Looking beyond the extremes
When evaluating forecast accuracy a few extreme days can skew the picture. Anyone who has compared predicted and actual solar yields knows that unusual weather events like sudden haze freak storms or sensor glitches can produce enormous percentage errors. They tell us something about robustness but they can also drown out the everyday performance we care about most.
That is why I re-ran the analysis of my GTI AI and Fusion forecasts after trimming the top and bottom 3 percent of error values. In other words I capped the most extreme results at the 3rd and 97th percentiles so they would not dominate the statistics. I also removed the unfinished day 2025-08-30 from the dataset since its values are not representative. What remains is a fairer test of everyday forecasting quality.
Counting the winners
Each day I compare the absolute errors of the three forecasts and mark which was closest to reality. With outliers winsorized the distribution of winners looks like this
- Before winsorization Fusion won 54 days AI 61 days and GTI 21 days
- After winsorization Fusion won 52 days AI 63 days and GTI 21 days
Fusion and AI are close but AI edges ahead once the most extreme errors are capped. GTI remains a distant third.
Error distributions
The count of “daily wins” is just one view. Looking at the distribution of errors shows why Fusion still matters.
AI scores more outright wins but its error distribution has longer tails. Fusion’s errors are more tightly clustered which means fewer disastrous misses even if it loses by a small margin more often.
Summary statistics
Numbers tell the story even more clearly. Based on 137 days of complete data the errors look like this
| Forecast | Mean Error (kWh) | Median Error (kWh) | StdDev (kWh) |
|----------|------------------|--------------------|--------------|
| AI | 4.99 | 2.82 | 5.48 |
| GTI | 12.70 | 10.84 | 10.18 |
| Fusion | 4.57 | 3.40 | 4.31 |
As of now we only have 137 days with complete data for GTI AI and Fusion. I look forward to revisiting these statistics later in the year when the dataset is larger and even more representative.
Why Fusion still matters
Fusion works by blending the learning power of AI with the physics of GTI. It adjusts weights dynamically applies an intercept to correct systematic bias and can fall back to a safe 70 30 split when training data is scarce.

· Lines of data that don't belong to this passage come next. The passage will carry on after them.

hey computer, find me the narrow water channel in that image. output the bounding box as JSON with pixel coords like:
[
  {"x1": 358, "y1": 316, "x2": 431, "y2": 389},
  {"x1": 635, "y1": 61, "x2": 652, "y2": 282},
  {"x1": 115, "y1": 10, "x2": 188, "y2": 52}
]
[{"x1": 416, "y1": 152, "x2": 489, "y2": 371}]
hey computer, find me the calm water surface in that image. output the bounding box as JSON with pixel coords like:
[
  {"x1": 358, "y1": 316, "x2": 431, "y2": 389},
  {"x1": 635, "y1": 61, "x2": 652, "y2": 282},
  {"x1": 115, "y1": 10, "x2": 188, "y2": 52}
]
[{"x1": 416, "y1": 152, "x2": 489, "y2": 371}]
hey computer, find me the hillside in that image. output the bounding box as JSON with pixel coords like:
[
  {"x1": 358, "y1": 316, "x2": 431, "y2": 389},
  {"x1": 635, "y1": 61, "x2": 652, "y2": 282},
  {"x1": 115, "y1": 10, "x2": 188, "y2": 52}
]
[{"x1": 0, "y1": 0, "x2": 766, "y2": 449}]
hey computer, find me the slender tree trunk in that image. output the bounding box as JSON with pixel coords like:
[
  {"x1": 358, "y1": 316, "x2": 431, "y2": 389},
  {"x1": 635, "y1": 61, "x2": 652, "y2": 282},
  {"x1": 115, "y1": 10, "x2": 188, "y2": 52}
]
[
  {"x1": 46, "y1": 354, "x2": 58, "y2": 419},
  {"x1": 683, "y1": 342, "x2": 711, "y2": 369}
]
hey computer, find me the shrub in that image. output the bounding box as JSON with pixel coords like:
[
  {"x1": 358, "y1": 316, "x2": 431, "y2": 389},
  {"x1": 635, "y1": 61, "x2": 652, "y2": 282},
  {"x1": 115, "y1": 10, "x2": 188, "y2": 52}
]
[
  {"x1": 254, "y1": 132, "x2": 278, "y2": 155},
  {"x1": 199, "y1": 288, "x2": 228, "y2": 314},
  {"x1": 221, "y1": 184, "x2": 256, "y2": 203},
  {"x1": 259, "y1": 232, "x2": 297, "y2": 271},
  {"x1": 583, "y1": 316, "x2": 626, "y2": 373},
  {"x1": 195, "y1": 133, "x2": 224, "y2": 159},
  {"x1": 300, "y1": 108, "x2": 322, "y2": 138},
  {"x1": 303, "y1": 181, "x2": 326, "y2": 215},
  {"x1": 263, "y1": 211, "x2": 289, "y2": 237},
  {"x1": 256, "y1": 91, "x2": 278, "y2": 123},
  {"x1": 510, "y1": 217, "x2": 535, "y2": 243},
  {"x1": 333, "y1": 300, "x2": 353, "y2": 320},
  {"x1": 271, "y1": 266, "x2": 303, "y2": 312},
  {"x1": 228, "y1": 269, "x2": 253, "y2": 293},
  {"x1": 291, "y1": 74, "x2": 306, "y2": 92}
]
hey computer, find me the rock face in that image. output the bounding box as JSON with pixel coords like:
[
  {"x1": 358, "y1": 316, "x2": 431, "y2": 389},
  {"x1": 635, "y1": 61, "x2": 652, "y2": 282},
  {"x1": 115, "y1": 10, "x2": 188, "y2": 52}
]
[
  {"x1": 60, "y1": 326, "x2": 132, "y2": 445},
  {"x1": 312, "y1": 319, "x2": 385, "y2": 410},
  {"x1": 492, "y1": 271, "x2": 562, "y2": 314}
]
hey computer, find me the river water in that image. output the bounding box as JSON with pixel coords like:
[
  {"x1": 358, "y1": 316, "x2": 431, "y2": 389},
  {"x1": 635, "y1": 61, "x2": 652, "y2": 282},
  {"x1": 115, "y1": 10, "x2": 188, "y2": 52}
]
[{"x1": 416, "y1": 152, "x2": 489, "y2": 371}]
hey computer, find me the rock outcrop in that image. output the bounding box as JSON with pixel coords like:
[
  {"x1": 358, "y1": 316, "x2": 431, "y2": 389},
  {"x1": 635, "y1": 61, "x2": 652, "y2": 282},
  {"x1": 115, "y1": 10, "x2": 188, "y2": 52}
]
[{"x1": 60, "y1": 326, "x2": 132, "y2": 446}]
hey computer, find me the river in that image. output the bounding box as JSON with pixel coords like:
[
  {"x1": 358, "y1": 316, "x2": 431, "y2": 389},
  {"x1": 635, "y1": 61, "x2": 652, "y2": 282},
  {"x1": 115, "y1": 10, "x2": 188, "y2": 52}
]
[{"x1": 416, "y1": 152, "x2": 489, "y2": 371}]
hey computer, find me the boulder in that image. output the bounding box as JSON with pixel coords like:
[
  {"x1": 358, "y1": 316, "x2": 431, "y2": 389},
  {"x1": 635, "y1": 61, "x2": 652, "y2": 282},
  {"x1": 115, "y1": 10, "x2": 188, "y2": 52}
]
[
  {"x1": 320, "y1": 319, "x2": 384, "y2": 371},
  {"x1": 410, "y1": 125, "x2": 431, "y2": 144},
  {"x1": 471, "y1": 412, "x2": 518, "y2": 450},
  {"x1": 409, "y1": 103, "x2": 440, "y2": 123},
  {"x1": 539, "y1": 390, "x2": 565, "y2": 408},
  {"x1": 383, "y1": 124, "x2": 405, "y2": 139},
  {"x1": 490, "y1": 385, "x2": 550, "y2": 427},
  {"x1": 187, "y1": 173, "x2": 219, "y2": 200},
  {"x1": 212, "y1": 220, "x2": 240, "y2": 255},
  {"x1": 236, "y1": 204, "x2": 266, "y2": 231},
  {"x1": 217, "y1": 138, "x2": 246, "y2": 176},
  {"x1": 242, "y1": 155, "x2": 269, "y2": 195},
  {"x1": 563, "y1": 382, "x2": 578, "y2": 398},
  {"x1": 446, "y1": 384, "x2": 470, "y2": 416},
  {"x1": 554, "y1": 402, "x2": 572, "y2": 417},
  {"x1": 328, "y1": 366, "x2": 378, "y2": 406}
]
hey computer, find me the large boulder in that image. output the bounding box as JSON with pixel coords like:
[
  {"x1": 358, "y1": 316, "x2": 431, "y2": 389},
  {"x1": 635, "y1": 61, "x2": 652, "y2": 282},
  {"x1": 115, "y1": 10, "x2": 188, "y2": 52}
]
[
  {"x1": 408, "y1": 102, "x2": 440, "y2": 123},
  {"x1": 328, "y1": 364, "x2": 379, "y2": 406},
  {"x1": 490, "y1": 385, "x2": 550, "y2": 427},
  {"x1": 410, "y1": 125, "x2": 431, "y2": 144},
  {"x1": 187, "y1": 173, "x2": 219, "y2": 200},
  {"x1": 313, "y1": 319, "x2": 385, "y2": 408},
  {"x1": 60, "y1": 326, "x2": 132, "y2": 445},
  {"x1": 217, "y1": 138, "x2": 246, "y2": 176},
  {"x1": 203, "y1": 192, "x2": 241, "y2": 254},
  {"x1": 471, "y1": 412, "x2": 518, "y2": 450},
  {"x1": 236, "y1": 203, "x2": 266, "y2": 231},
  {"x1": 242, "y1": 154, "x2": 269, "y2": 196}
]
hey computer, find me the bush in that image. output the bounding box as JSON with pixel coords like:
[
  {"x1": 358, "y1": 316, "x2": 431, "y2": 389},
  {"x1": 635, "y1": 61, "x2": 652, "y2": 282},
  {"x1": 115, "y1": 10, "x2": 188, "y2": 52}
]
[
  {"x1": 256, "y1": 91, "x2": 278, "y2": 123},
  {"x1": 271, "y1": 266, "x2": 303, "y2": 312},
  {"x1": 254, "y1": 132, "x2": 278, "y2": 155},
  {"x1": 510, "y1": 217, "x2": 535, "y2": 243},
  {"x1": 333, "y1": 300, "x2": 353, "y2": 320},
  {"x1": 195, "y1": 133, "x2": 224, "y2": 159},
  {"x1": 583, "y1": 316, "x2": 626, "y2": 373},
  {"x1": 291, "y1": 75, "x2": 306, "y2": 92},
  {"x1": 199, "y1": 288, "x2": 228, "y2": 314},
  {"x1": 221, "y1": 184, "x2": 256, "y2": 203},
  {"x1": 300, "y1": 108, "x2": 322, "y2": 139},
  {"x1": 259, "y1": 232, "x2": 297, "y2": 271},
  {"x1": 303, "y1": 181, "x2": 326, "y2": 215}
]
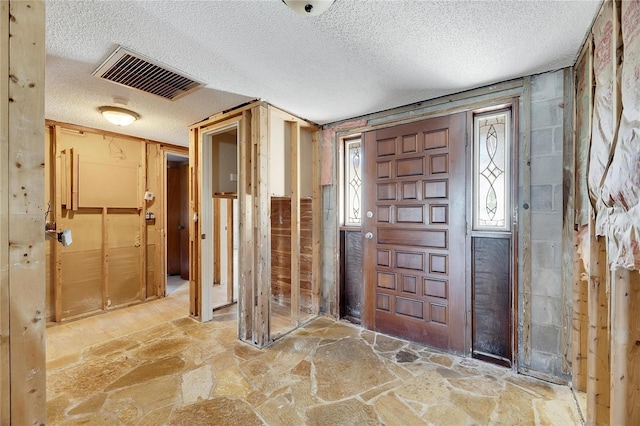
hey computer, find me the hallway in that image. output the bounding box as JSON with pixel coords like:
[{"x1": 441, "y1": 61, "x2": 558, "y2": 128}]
[{"x1": 46, "y1": 287, "x2": 584, "y2": 425}]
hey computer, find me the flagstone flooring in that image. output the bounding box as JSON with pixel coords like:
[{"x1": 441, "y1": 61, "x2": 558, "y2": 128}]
[{"x1": 46, "y1": 288, "x2": 583, "y2": 425}]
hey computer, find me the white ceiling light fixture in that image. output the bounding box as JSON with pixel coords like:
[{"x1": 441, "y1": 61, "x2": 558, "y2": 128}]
[
  {"x1": 98, "y1": 97, "x2": 140, "y2": 126},
  {"x1": 282, "y1": 0, "x2": 334, "y2": 16}
]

The advantage is that Fusion avoids the most painful misses. AI does win slightly more often under winsorization but its worst days are still worse than Fusions. GTI meanwhile remains reliable but rarely closest.
Climate change and the road ahead
One reason this hybrid approach is so important is the changing climate itself. As the atmosphere warms it is not simply delivering more sun. Instead we are seeing more haze shifting wind patterns and erratic cloud formations. AI tends to interpret rising temperatures as an upward trend in production but it will take years of retraining on new data before AI alone adapts.
Fusion provides resilience right now. By balancing AIs optimism with GTIs physics based anchor it delivers forecasts that are both realistic and robust in the face of climate uncertainty.
Conclusion
When outliers are capped AI wins by a small margin in terms of the sheer number of days closest to reality. But Fusion continues to offer the most balanced performance across the board with fewer dramatic failures and a robustness that makes it the safer bet in everyday use.
The lesson is simple in solar forecasting as in life balance beats extremes. Fusion delivers that balance and in a warming hazier world it is the approach I trust most for planning my daily energy use.